Он с такой яростью произнес последние слова, что Элиза в испуге отступила назад.
— Но если вы невиновны, почему не оправдывались, когда вас обвиняли? Почему вы не опровергли возводимую на вас напраслину?
— Тем самым я лишил бы Джеймса последней возможности жениться на богатой наследнице и спасти нашу семью от разорения, от тех долгов, которые остались после отца. Наш крах приближался, и мне совсем не хотелось видеть мою семью разоренной. Возможно, я принял неверное решение, но тогда мне было всего семнадцать лет. Кроме того, как я мог доказать собственную невиновность? Девушка умерла, а правда была известна только мне и Джеймсу. Джеймсу было не привыкать ко лжи, совесть его не мучила, а мать была совсем не заинтересована в том, чтобы правда вылезла наружу. — Хартвуд тяжело вздохнул, — Сколько я себя помню, мать всегда винила во всем меня, а не ее любимчика Джеймса. Еще со школы она порола меня, а не брата за шалости, которые совершал Джеймс.
— Порола?
— Угу, и не один раз. Однажды, когда мне было лет десять, Джеймс где-то достал фейерверки и запустил их в церкви. Ему было тринадцать, вокруг него собралась компания таких же, как и он, дерзких мальчишек, думающих, что им все позволено. Несмотря на это, мать во всем обвиняла меня. Она порола меня до крови. На моей спине до сих пор сохранились рубцы. Если ты думаешь, что я опять лгу, то могу показать отметины.
— Нет, нет, не надо, я верю! — горячо воскликнула Элиза.

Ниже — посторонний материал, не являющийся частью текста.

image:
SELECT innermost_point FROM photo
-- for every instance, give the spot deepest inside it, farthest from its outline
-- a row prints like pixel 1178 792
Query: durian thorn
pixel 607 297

— Хотя ты права, когда говоришь, что я все превращаю в игру. Я дразню мать, намекая ей о том, как она обращалась со мной. Но она никогда не признается в своей неправоте. Я нацепил на тебя это проклятое ожерелье, чтобы она вспомнила, кто подлинный виновник разорения нашей семьи. Я заплатил миссис Этуотер, и она пришла на обед, чтобы напомнить, что наша семья разорилась из-за расточительного распутства, но не моего, хоть я и считаюсь распутником.
— A-а, вы тоже хитростью заманили миссис Этуотер на обед?
— Черт побери, Элиза! — Он сердито стукнул кулаком по спинке Кровати. — Да, сознаюсь, что по глупости утратил твое доверие, но моя скрытность вполне объяснима. Скажу честно: обманывать миссис Этуотер мне не было никакой необходимости. Она согласилась на все мои условия, когда я пообещал ей пятьдесят фунтов.
— Тогда почему вы не предложили мне сразу достаточно денег, чтобы купить меня, как вы купили миссис Этуотер? Вам ведь было хорошо известно, как нужны мне деньги, причем гораздо больше, чем ей.
Губы Хартвуда изогнулись в его раздражающей полуулыбке.
— Элиза, ты совсем не похожа на миссис Этуотер, женщину, которую покупали за деньги раз десять, если не больше, точно так же как я не похож на этого спесивого и вульгарного пуговичного фабриканта. Я не очень-то помаю мотивы, которые движут тобой, но одно могу сказать с твердой уверенностью — это не деньги. Иногда мне кажется, что тобой движет тщеславное намерение переделать меня.
— Если бы так и было, — поспешно проговорила Элиза, — то я уже разочаровалась бы в этом намерении. Вас не изменить: какой вы есть, таким и останетесь. Кстати, это первый урок, которому учит астрология. Ее второй урок — это то, что порой трудно судить человеческие поступки, слишком они бывают низкими и не соответствуют особенностям характера.
— Опять камешек в мой огород?
— Да, какие бы чувства вы ни питали к матери, нельзя было так обращаться с миссис Этуотер. Она мне кажется простой, добродушной женщиной. Жестоко было издеваться над ней, особенно на глазах у женщины, которая ненавидит ее сильнее всего. Для чего было тыкать ее носом в незаконное происхождение ее сына, намеренно подчеркивая его сходство с вашим отцом.